Olutunde ran toward the person on the ground, finding Isaiah Gray with a substantial cut on his leg. Gray had snagged a protruding screw on the scoreboard while geocaching nearby. Olutunde yelled back to Smisek to call 911 and stayed with Gray to keep him calm.
Smisek saw the cut and called 911. "At first I wasn't sure if we really needed to call, but afterseeing the cut it looked pretty deep."
Najay King was the next ECC player on the scene. King, who has Emergency Medical Services (EMS) training, stepped in to assess the situation. "My EMS training helped me see that he had a deep and long cut, but there wasn't a lot of blood so I knew he wasn't in danger of passing out," said King.
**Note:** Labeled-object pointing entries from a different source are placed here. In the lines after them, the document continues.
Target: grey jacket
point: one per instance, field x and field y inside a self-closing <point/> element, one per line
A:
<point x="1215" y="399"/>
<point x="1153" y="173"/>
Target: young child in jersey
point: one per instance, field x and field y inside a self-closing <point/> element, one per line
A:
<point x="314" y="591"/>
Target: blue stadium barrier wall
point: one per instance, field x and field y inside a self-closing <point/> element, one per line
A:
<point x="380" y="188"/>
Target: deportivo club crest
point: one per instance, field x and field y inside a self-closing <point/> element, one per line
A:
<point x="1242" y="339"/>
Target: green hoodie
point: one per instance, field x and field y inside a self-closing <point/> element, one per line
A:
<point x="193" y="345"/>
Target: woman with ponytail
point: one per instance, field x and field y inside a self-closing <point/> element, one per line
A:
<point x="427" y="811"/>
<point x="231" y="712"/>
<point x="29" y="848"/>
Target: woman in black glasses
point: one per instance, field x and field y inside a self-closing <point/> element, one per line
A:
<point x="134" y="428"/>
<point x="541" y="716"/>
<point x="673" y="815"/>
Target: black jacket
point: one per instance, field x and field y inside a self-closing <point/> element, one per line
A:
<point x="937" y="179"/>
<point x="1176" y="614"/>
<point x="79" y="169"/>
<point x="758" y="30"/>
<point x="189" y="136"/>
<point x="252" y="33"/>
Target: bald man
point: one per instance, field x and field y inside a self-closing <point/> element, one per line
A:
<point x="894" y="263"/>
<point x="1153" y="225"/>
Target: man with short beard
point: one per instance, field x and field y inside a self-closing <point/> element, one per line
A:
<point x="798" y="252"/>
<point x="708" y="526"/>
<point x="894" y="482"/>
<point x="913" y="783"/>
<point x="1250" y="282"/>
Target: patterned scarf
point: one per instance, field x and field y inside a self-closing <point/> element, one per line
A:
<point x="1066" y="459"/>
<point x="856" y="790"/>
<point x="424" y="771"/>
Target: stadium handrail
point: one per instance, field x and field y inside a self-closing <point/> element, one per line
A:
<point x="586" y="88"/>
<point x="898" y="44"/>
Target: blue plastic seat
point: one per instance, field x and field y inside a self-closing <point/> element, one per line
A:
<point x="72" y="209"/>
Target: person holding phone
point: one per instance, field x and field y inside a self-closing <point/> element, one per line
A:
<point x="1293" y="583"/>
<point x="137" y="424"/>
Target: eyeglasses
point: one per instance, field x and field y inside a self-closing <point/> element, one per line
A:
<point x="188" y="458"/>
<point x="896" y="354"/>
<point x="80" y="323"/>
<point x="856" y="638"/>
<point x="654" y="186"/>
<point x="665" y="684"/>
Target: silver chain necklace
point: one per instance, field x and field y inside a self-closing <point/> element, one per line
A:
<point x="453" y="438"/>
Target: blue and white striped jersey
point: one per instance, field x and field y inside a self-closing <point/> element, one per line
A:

The rest of the team began showing up, and all three players agreed they wanted to stay with him until the ambulance came. "It was the right group of guys that showed up first," commented King.
ECC Math Faculty Brent Ries was also driving by and saw all of the emergency equipment and stopped to make sure everything was okay. "The baseball guys really handled it and had everything under control."
Gray is the son of Iowa Falls resident Sarah Murray. He is homeschooled and has autism. His cousin Scott Mammen, who flagged down the team for help, was visiting in town after an appointment.
"Isaiah was truly scared he was going to die, and they let him know he was going to be okay," reports Murray. Gray was taken to the Iowa Falls hospital, where they confirmed he would need to be taken by ambulance to Iowa City. He was injured at 3 pm and was stitched up at midnight in Iowa City by an orthopedic surgeon. His wound was 7 inches long and ½ inch deep, requiring 11 stitches. "He was lucky that he hadn't cut any tendons or ligaments," said Murray.
While in the Iowa Falls hospital, King brought a game ball he had signed to Gray. A week after the incident, King also brought a poster signed by the whole team to Gray at his home, and he has continued to check in on him. "The whole team was great," said Murray. "But Najay has kept in touch from day one and still is. He truly went above and beyond."
"The police and EMT were great as well, but those baseball players made all the difference in his emotional stability through this, especially due to his autism. They truly are great, caring, genuine men!"
Murray was so appreciative of all the baseball team had done that she brought food for them after their game on Monday, March 27, and made sure to extend her thanks.
When asked about the experience, Olutunde said, "It was just a random thing and you are in the moment. I'm just happy I could help and that he is okay." Smisek added, "If anyone else from the team had showed up first they would have helped, too."
Photo Caption: ECC baseball team with Isaiah Gray after a home baseball game.